Een windhond die voldoende beweging krijgt is binnenshuis vaak opvallend rustig. Ze passen zich gemakkelijk aan, zolang ze maar onderdeel zijn van het gezin. Wel staan ze ook bekend om hun eigenwijze, soms zelfs arrogante houding. De will-to-please is in deze rassen minimaal waardoor een slaafse gehoorzaamheid niet mogelijk is. Dit maakt ze ook ongeschikt voor hondensporten waarbij samenwerking met de eigenaar vereist. De windhond is moeilijk te motiveren voor iets waar hij zelf het nut niet van in ziet en zal al snel z’n eigen plan trekken.
Met andere huisdieren kunnen problemen ontstaan vanwege het jachtinstinct van de windhonden. Ze hebben vaak weinig belangstelling voor andere honden en onbekende personen.

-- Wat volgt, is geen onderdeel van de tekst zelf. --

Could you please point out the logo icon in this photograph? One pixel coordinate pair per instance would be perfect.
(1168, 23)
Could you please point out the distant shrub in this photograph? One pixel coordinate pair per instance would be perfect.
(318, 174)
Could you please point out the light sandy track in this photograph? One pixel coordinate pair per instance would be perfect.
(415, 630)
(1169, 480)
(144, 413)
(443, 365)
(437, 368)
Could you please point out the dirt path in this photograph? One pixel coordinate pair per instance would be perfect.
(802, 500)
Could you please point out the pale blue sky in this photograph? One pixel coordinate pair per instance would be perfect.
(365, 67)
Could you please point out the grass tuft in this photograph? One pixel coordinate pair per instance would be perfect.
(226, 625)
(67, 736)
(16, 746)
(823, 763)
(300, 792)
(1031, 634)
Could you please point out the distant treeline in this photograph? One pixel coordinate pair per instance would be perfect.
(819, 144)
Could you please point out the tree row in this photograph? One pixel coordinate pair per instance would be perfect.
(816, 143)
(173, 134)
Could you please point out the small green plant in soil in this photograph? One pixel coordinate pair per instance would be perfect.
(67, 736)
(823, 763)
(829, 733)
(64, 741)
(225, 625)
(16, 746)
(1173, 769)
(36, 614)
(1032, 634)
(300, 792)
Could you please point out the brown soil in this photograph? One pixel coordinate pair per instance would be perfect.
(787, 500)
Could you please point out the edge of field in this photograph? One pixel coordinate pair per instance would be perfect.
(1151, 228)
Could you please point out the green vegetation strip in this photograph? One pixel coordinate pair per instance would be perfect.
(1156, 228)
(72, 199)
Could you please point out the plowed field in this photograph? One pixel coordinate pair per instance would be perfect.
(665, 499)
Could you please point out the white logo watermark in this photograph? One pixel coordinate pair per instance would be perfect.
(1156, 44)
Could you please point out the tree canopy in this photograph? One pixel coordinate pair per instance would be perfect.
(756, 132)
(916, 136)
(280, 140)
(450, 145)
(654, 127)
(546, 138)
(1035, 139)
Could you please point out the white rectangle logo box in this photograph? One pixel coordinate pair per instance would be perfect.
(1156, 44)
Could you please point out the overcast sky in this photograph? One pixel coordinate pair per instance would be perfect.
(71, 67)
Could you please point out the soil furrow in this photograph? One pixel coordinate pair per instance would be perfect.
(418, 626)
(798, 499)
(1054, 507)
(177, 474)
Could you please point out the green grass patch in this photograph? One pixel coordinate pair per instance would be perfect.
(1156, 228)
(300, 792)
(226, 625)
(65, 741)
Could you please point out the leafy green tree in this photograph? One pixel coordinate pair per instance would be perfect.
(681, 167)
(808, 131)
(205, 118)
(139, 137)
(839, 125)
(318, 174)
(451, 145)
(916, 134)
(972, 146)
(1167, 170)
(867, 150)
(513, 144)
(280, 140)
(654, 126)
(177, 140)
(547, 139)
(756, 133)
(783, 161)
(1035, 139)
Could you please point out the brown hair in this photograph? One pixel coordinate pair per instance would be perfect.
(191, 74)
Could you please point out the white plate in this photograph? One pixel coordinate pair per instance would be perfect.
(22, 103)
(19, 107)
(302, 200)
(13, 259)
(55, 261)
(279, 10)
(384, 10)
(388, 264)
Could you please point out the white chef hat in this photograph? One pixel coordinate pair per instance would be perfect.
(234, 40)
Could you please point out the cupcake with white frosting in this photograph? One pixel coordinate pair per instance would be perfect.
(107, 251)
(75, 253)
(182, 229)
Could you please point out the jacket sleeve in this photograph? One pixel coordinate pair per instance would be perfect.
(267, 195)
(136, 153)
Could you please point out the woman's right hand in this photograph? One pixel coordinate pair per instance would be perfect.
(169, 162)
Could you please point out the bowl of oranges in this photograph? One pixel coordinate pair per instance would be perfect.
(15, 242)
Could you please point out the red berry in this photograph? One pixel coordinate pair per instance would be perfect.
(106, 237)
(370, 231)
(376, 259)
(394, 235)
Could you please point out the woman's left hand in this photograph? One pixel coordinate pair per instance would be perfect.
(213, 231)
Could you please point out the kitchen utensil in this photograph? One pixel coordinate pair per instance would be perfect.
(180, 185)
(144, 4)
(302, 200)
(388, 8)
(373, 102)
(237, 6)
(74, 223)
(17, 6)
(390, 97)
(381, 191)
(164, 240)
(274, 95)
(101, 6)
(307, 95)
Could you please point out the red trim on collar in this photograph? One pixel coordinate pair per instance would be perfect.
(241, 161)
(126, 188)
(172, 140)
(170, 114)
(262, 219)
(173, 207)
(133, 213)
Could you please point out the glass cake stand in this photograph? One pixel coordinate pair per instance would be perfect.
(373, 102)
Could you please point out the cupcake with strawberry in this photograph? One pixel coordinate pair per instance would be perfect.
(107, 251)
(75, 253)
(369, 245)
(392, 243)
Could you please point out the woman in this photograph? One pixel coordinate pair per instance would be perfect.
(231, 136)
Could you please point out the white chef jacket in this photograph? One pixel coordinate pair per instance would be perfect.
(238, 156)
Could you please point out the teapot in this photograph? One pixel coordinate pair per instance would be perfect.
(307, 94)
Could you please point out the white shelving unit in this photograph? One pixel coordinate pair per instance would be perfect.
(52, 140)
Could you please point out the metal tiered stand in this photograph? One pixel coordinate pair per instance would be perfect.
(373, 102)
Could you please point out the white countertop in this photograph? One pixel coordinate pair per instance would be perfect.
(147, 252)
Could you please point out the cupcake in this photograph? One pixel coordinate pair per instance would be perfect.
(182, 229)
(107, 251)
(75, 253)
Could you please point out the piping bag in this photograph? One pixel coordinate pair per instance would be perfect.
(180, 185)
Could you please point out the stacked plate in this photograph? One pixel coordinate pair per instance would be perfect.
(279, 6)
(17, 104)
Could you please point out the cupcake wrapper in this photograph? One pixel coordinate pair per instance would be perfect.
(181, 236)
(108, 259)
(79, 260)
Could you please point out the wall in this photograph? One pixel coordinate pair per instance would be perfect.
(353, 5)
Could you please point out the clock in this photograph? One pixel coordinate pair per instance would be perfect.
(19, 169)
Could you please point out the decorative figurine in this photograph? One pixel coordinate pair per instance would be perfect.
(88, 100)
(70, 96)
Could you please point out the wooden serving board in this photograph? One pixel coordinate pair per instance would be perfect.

Aan de eigenaar hechten ze wel sterk, mits die hun karakter weet te waarderen en respecteren. De zelfstandigheid van deze rassen gecombineerd met een gevoelig karakter maakt de opvoeding van een windhond niet gemakkelijk. Gehoorzaamheid afdwingen werkt vaak averechts, in plaats daarvan moet de eigenaar een goede band weten op te bouwen met de hond die is gebaseerd op wederzijds vertrouwen en respect.
NB: Bovenstaande informatie is slechts een gemiddelde per rasgroep. De specifieke informatie kan dus anders zijn voor individuele rassen en dan weer voor de individuele honden per ras. De informatie is dus slechts een leidraad. Voor rasinformatie is men aan het juiste adres bij de betreffende rasvereniging.